Thiengwittayaporn Satit, Paradeerujira Somkhuan, Tanavalee Aree
Department of Orthopaedics Surgery, Bangkok Metropolitan Administration Medical College and Vajira Hospital, Bangkok, Thailand.
J Med Assoc Thai. 2009 Dec;92 Suppl 6:S59-62.
To determine the anatomical course of descending genicular artery and to identify a safety zone for minimidvastus approach.

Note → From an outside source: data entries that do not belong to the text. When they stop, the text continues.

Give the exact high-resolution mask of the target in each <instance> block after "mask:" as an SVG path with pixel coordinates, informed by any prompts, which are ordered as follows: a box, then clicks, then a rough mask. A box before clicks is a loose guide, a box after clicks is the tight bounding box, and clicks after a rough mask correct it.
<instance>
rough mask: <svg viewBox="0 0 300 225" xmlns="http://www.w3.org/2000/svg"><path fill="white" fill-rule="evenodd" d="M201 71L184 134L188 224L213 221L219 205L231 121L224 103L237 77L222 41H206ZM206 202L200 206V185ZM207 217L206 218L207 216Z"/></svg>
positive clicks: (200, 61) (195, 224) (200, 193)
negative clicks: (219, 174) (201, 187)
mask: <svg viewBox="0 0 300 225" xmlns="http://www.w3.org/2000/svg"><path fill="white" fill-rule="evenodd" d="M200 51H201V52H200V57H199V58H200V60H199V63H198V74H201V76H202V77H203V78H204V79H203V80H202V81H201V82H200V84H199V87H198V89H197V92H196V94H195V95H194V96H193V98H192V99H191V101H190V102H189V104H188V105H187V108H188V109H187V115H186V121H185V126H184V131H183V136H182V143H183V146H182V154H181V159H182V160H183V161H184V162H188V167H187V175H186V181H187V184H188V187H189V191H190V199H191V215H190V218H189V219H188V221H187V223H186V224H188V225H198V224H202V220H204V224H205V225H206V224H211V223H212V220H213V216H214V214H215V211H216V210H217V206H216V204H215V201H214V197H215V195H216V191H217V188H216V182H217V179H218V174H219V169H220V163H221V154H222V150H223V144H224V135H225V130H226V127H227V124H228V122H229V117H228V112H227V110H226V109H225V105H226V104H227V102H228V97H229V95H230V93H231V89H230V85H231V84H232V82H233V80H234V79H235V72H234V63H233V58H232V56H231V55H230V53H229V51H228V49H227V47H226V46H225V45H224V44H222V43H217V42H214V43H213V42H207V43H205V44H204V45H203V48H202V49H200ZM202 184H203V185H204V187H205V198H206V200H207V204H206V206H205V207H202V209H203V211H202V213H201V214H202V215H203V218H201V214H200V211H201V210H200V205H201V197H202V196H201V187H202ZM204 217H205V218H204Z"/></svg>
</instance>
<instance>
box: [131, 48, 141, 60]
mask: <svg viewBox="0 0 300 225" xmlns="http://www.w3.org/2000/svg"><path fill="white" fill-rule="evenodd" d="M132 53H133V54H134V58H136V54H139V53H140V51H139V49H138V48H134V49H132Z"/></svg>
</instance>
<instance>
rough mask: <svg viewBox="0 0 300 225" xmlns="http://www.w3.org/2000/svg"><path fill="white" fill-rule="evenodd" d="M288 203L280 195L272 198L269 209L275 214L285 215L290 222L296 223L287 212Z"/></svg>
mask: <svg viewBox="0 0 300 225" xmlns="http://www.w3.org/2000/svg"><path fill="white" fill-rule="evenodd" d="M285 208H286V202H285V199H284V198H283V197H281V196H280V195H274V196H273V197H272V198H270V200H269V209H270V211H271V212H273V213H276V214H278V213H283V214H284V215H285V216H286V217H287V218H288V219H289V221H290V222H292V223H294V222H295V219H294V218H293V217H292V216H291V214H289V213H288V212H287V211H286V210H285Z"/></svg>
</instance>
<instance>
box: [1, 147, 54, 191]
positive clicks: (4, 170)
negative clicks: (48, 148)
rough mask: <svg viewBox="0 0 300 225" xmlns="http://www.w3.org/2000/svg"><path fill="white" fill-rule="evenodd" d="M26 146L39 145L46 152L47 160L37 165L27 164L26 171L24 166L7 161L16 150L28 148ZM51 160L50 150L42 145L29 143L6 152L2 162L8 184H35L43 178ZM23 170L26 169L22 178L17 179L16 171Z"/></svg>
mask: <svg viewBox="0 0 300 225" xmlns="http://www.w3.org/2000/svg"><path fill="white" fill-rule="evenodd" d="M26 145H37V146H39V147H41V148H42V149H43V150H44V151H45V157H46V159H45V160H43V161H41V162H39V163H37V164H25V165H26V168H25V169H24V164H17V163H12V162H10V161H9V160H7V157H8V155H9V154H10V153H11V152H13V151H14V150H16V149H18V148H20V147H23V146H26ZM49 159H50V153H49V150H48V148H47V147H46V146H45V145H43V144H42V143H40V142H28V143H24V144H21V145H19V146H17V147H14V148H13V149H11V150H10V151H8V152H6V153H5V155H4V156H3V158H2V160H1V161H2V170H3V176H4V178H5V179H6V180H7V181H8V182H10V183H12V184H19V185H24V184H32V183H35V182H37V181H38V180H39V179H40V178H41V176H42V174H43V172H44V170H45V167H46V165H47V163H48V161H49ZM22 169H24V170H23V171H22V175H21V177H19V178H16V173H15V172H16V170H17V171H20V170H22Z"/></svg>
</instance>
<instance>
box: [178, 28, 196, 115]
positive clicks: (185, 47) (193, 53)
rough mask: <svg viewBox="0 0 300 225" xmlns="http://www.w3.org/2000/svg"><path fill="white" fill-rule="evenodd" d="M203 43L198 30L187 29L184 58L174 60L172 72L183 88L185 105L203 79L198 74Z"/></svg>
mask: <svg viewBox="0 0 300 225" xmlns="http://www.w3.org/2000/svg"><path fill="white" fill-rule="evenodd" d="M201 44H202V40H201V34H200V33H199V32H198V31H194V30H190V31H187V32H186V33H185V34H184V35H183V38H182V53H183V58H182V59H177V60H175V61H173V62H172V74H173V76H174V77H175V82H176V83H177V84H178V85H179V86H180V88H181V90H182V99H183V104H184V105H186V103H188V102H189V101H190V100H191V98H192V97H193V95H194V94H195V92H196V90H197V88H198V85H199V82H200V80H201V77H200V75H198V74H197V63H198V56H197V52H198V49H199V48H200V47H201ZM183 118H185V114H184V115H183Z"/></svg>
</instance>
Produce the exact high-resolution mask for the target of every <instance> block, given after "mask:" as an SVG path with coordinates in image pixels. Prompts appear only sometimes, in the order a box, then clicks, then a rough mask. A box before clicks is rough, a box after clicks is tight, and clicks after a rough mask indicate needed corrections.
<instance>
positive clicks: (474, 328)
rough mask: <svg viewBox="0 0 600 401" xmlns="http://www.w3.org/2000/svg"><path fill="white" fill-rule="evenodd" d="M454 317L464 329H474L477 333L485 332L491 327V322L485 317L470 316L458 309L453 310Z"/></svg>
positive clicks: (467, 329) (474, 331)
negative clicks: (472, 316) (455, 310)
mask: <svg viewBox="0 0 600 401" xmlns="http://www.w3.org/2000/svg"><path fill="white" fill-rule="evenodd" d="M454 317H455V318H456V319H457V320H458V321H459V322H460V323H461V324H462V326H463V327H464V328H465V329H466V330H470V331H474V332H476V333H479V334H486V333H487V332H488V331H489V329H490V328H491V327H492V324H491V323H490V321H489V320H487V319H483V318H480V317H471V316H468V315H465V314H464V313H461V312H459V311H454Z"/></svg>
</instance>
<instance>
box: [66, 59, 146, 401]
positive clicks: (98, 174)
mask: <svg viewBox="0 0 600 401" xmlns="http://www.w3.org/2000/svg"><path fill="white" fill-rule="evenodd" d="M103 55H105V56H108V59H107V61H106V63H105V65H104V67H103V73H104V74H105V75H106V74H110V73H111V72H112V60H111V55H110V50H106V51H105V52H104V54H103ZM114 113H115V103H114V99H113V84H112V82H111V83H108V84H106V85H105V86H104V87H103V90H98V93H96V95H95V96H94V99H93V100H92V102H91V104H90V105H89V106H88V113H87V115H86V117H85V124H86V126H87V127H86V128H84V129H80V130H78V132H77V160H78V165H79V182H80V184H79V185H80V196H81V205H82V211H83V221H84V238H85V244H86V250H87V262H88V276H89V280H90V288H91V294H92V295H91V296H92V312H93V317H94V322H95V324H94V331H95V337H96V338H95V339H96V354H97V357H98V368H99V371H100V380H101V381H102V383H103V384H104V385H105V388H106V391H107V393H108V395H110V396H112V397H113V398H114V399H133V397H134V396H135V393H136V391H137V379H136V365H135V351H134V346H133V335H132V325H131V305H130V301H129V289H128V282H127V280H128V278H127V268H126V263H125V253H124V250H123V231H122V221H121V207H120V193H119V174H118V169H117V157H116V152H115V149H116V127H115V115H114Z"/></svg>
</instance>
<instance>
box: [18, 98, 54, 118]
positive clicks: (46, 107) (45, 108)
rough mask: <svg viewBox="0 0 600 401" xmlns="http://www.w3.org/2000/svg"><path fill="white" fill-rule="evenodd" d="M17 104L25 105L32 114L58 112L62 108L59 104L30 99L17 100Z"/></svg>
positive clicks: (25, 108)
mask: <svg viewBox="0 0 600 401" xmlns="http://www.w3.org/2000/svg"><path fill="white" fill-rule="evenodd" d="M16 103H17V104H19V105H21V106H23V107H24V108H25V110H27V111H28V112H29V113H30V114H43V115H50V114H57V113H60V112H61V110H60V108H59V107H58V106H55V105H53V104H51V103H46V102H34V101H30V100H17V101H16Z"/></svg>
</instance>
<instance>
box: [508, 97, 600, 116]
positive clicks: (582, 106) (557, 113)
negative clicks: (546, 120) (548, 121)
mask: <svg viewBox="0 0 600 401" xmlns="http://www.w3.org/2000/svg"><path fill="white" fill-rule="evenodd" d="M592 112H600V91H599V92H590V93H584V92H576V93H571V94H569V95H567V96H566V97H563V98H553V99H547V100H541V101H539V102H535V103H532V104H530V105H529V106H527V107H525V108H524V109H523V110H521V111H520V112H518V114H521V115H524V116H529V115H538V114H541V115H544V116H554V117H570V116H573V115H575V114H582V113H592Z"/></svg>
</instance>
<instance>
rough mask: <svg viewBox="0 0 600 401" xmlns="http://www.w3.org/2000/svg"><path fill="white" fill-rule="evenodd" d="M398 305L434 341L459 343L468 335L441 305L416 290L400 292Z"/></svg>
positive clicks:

Forty-eight knees from twenty-four fresh cadavers were dissected to identify the descending genicular artery, and to measure the distance between such artery and superomedial pole of the patella as well as the entry angle of such artery to the perpendicular line of the vertical axis of the patella.
The average distance between the descending genicular artery and superomedial pole of the patella was 8.1 millimeters (0-19 millimeters) and the average entry angle of such artery to the patella was 44.5 degrees (32-60 degrees).
The safety zone for splitting the vastus medialis in minimidvastus approach was the angle of not more than 32 degrees from the perpendicular line of the vertical axis of the patella. However, there is no safety zone in term of the distance between the dissected vastus medialis and the superiormedial border of the patella.
确定膝降动脉的解剖走行,并确定微创股内侧肌入路的安全区。
对24具新鲜尸体的48个膝关节进行解剖,以识别膝降动脉,并测量该动脉与髌骨上内侧极之间的距离以及该动脉与髌骨垂直轴垂直线的进入角度。
膝降动脉与髌骨上内侧极之间的平均距离为8.1毫米(0 - 19毫米),该动脉进入髌骨的平均角度为44.5度(32 - 60度)。
在微创股内侧肌入路中,股内侧肌劈开的安全区是与髌骨垂直轴垂直线夹角不超过32度。然而,就解剖的股内侧肌与髌骨上内侧缘之间的距离而言,不存在安全区。